Superb modelling and totally convincing! Many of us over here are familiar with 7/8th scale - there are a few moving that way in the USA as well, if the posters on this forum are anything to go by.

The sister scale of Gn15 is also gaining momentum, with almost the same sccale running on 32mm/0 gauge track to replicate the 15" trains that were seen not only around depots and military installations, but also around the larger estates of Edwardian England.

tac
www.ovgrs.org


----------



## Cougar Rock Rail (Jan 2, 2008)

Geez that thing is absolutely stunning! I just want to reach into the screen and pull off the rad cap to check the water! 
Thanks for posting the pictures Ferd. 

Keith


----------



## Robert (Jan 2, 2008)

Man o man, very nice. Thanks for sharing.


----------



## Les (Feb 11, 2008)

Re the Gn15 reference: Somewhere I got the notion (from that English site?) that Gn15 is HO track. I also understood that 1:32 scale + HO ga = Gn15. Could you clarify for me, please?

Thanks,

Les


----------



## Les (Feb 11, 2008)

A very, very nice job! Is that radiator scratch-built?

Les


----------



## 78ths (Mar 22, 2009)

Hi everyone 
thanks for all the comments. 


Les 
Yes the radiator was built by Simon Harris a very talented builder. I aquired the white metal casting from him.
I have built similar ones myself using bolts for the fins To get the bolts fitting closer together I've ground two sides flat. 
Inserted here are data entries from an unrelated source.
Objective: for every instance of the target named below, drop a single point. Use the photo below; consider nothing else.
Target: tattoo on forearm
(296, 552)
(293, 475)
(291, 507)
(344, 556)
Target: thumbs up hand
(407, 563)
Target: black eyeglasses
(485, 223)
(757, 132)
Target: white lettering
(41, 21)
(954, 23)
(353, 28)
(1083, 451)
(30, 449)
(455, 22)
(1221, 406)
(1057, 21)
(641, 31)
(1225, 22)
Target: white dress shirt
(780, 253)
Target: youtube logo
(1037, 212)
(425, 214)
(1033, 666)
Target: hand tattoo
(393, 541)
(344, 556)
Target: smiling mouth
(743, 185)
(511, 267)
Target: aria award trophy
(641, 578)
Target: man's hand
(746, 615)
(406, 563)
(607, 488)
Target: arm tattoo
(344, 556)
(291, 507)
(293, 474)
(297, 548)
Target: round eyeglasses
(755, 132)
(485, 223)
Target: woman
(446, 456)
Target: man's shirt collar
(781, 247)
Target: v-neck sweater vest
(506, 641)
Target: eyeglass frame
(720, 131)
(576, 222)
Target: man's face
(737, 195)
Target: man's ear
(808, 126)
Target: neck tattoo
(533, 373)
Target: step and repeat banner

GN15 =  1/24 and 1/22.5 scale representing 15" railroads using HO gauge track. Peco does have a line of  ON30 track with 
larger ties that are still HO gauge although I would think hand laid is the route to go.  For me its still too small as they say size matters. 
Isn't it the boys with biggest toys win? or was that most toys!! hmm...   


 
cheers Ferd


----------



## Spule 4 (Jan 2, 2008)

Nice work!! 

I like Simplexes and have debated about the SM32 kit from IP..... 

http://www.ipengineering.co.uk/page42.html


----------



## Les (Feb 11, 2008)

Ferd,

Thanks for the tip on the radiator, and the correction on the Gn15.

I'm not sure about 'biggest', but I'm certain I want to stay away from HO scale. I'm intending on building an .808" ga (S ga) tramway for the mine I have in my head, to go with the Fn3 SL.

Les


----------